A case in the U.S. District Court for the Eastern District of Pennsylvania established that under precedent, the question of an employment relationship can be determined by looking at factors that indicate who the primary beneficiary in the relationship is. Under this reasoning, student-athletes can be considered employees due to the economic realities of their contributions to the schools they attend.

In California, legislation passed on August 13, 2021 allows student-athletes to be compensated for athletic endorsements as of September 1, 2021. Connecticut Governor Lamont signed similar legislation on June 30, 2021 that allows student-athletes to earn compensation through endorsement contracts and obtain the legal or professional representation of an attorney or sports agent. 

Supreme Court ruling

On June 21, 2021, the Supreme Court unanimously ruled that the NCAA was violating anti-trust rules by restricting student-athletes’ ability to receive pay in the form of “education-related benefits” on the grounds that they are amateurs rather than professional athletes. This opens the door for schools to attract athletes with the promise of additional benefits in the form of additional scholarships, computers and other equipment, and more [NCAA v. Alston, U.S. Sup. Ct., Dkt. No. 20-512, 06/21/2021]. 

NLRB memo

Following the Supreme Court ruling, General Counsel Jennifer Abruzzo of the NLRB issued a memorandum to all Field offices updating guidance on her position that certain student athletes should be considered employees under the NLRA. She highlights the fact that athletes perform a service for the universities they play for that generates millions of dollars in profit and provides non-monetary reputation gain as well, which has a long-term effect on the institutions’ financial bottom line.

Additionally, these student-athletes already receive a form of compensation through their tuition packages and stipends for room, board, and necessities. Finally, the institutions exert control over the student athletes’ “work” in the form of scheduling, compensation limits, performance requirements, and more. 
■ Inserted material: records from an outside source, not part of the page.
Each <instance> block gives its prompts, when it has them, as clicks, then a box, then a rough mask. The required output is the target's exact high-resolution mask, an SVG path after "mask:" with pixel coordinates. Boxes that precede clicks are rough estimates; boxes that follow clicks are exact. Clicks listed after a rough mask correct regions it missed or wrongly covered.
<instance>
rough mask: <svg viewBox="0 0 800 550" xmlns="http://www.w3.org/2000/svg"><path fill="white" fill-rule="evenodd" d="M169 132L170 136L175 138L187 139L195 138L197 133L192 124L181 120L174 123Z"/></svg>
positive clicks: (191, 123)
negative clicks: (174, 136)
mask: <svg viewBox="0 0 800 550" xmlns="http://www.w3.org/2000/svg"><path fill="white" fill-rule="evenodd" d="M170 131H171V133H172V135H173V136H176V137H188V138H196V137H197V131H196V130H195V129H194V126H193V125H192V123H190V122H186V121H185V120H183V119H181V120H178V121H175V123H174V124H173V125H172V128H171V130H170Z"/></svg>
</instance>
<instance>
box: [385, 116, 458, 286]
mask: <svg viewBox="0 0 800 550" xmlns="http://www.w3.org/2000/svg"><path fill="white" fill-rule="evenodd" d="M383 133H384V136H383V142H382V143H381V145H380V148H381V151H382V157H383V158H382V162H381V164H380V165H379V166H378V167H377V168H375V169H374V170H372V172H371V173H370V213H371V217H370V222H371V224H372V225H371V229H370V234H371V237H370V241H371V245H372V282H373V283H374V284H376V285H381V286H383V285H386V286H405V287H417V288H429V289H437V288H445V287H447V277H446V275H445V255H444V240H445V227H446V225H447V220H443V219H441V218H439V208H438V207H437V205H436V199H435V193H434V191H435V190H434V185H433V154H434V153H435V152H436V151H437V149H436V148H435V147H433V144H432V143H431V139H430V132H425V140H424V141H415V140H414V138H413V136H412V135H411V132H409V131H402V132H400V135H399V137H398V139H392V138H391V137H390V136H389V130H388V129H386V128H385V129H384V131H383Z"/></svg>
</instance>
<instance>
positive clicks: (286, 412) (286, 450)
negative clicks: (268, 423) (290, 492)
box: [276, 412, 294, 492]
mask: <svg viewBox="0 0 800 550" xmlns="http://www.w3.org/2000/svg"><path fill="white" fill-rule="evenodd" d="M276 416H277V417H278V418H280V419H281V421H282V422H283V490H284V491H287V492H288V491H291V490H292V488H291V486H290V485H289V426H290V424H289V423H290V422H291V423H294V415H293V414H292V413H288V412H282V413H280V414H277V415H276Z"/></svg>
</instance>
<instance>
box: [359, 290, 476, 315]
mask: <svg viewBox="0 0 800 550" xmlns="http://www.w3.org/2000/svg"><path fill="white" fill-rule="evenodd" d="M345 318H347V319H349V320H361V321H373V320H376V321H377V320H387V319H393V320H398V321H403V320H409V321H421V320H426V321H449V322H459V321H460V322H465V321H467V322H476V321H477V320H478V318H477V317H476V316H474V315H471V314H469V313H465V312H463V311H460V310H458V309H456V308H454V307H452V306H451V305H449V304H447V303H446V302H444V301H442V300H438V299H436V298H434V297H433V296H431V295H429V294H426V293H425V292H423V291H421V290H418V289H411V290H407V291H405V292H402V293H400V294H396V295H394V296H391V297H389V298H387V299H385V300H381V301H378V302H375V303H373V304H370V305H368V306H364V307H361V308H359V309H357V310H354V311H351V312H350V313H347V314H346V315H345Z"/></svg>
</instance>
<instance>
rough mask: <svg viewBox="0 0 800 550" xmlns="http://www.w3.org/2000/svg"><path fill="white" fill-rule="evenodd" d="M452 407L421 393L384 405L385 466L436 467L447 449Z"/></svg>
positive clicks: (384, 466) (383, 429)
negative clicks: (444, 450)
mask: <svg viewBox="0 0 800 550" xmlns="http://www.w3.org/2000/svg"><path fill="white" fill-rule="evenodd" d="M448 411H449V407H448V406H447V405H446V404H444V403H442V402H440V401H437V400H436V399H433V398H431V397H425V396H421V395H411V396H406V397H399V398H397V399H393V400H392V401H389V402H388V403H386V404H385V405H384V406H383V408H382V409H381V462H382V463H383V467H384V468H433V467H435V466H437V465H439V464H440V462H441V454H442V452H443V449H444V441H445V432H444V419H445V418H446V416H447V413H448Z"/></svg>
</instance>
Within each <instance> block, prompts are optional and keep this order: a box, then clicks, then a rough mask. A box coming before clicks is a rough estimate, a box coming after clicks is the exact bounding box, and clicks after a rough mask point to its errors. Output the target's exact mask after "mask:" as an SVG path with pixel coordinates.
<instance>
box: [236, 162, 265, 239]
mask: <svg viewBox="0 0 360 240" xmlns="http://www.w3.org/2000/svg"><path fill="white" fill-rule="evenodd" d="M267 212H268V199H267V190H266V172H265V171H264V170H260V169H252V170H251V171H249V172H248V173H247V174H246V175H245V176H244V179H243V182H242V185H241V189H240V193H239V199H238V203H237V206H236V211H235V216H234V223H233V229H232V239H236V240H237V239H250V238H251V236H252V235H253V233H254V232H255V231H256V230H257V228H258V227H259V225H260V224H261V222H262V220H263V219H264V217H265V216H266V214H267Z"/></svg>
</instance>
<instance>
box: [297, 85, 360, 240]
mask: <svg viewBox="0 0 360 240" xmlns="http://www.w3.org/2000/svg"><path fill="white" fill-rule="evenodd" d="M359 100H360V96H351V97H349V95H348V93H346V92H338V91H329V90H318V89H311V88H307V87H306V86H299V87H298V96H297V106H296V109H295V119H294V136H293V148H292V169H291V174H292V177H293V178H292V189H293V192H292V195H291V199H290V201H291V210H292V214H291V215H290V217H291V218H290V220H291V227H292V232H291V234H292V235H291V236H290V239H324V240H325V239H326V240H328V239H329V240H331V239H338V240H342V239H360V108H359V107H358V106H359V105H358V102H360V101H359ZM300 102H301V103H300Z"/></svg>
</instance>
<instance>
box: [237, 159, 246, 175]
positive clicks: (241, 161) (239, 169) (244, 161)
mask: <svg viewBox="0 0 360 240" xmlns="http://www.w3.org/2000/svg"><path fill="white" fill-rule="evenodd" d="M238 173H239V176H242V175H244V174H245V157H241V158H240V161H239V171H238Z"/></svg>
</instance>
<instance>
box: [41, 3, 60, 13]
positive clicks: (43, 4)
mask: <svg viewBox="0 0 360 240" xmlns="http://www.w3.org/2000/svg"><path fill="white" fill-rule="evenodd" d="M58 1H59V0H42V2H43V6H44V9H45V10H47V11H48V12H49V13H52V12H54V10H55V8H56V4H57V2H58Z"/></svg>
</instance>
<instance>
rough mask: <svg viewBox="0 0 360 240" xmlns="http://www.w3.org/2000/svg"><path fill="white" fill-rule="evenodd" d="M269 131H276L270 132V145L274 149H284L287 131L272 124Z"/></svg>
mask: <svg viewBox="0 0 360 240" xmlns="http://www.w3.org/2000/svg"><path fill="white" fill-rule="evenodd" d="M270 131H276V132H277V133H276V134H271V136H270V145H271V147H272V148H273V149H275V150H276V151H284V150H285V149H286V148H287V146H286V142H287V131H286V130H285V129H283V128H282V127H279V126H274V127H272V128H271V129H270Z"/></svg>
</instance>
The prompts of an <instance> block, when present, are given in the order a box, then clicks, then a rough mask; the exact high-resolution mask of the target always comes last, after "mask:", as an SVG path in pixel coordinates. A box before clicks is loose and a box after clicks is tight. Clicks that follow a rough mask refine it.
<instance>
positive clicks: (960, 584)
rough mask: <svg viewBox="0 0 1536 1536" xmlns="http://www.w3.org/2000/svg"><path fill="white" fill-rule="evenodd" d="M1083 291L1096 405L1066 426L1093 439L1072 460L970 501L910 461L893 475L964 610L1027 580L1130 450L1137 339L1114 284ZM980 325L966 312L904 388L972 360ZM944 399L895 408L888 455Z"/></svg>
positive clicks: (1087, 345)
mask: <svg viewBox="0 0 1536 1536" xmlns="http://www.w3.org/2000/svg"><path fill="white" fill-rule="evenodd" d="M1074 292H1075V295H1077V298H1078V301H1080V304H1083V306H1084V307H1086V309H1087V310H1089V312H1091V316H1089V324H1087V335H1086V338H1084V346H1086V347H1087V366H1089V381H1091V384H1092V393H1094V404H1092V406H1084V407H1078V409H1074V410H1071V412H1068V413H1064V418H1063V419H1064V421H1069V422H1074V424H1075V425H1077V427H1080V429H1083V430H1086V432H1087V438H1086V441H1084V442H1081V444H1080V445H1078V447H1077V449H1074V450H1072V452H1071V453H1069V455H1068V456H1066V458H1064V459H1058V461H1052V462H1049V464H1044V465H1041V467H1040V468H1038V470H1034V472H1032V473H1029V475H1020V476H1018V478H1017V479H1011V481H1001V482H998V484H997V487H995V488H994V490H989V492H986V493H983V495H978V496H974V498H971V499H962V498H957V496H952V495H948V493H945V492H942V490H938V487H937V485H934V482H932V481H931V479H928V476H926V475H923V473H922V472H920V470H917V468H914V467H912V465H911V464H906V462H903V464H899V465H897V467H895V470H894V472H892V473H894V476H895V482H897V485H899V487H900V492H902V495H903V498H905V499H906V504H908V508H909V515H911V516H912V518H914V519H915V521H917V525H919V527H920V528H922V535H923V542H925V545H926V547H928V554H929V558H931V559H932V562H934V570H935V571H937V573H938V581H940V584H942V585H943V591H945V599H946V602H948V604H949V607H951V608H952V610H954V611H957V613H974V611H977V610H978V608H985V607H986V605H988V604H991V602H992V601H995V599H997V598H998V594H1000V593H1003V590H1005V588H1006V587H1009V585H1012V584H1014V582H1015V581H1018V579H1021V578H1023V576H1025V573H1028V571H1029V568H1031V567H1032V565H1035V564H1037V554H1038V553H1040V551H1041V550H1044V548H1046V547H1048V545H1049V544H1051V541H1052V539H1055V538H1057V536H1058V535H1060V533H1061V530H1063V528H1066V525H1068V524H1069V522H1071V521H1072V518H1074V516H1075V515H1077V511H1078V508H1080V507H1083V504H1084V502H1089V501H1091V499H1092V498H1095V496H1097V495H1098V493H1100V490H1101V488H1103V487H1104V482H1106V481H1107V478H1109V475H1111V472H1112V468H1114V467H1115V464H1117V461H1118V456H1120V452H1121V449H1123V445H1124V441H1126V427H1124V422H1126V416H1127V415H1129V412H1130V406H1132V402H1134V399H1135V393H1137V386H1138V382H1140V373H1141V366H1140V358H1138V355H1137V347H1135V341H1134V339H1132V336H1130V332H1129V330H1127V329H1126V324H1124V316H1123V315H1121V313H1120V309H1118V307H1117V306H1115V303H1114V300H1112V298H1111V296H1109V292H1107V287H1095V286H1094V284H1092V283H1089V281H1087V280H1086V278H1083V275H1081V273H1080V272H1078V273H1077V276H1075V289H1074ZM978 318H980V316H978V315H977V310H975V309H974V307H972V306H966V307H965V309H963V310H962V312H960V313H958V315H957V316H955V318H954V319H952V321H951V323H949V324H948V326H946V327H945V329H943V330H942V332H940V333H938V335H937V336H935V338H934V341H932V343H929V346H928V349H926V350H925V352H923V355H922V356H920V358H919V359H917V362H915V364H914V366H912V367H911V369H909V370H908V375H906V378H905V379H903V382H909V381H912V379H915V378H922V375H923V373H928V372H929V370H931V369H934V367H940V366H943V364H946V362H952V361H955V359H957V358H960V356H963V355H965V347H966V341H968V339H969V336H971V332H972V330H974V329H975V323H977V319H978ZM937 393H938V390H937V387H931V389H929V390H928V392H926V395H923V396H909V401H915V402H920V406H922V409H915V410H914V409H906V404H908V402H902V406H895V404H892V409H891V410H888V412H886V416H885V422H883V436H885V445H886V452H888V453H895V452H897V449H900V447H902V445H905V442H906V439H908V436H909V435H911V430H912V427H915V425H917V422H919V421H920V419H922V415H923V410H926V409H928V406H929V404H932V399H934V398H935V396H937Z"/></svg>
The future of student-athlete worker classification

These developments evolved in tandem with a set of legal actions taken at the state level in a number of states, including multiple unionization attempts on the part of athletes at certain universities. Public opinion, as well as that of several sympathetic state legislatures, has steeply shifted toward the idea of compensating student athletes.

Support in favor of considering student-athletes as professionals both by the Supreme Court and NLRB indicate a possibility that employee classification for student athletes may be on the horizon.